Up-to-date laser-driven lightings confront a challenge of simultaneously achieving good photometric and chromatic performances. Herein, the coupling of “patterned package design” and “phosphor wheel” was proposed and demonstrated effectively to deal with this tough issue, based on a new architecture of CaAlSiN3:Eu2+ (CASN:Eu) glass ceramic film (GCF) on Y3Al5O12:Ce3+ (YAG:Ce) GC plate. The fabricated composite has no interface between the two functional layers and retains the admirable luminescent features from CASN:Eu and YAG:Ce for the microstructural integrity during co-sintering. The studies on laser-microcrystalline interactions reveal that the luminescence saturation is almost determined by thermal quenching for YAG:Ce, but is ascribed to thermal/intensity quenching which are equally crucial for CASN:Eu.
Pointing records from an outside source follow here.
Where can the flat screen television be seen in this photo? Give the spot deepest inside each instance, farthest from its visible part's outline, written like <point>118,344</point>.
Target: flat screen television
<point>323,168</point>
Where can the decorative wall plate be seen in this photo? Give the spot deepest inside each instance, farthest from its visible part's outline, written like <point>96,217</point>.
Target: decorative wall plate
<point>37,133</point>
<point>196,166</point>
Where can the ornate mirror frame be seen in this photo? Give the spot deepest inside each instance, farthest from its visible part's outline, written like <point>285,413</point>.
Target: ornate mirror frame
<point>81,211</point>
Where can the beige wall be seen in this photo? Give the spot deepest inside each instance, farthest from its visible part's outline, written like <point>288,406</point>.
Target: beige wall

Benefiting from the elaborate architecture design, good color chromaticity tunability was obtained, and severe photon reabsorption was reduced. Moreover, accompanied with the rotation induced increase of thermal convection to air and pulse-like excitation, the constructed lighting engine under blue laser driven shows bright white light with luminous flux (LF) higher than 1000 lm, adjustable chromaticity from cool to warm, and improved color rendering index (CRI) approaching to 70.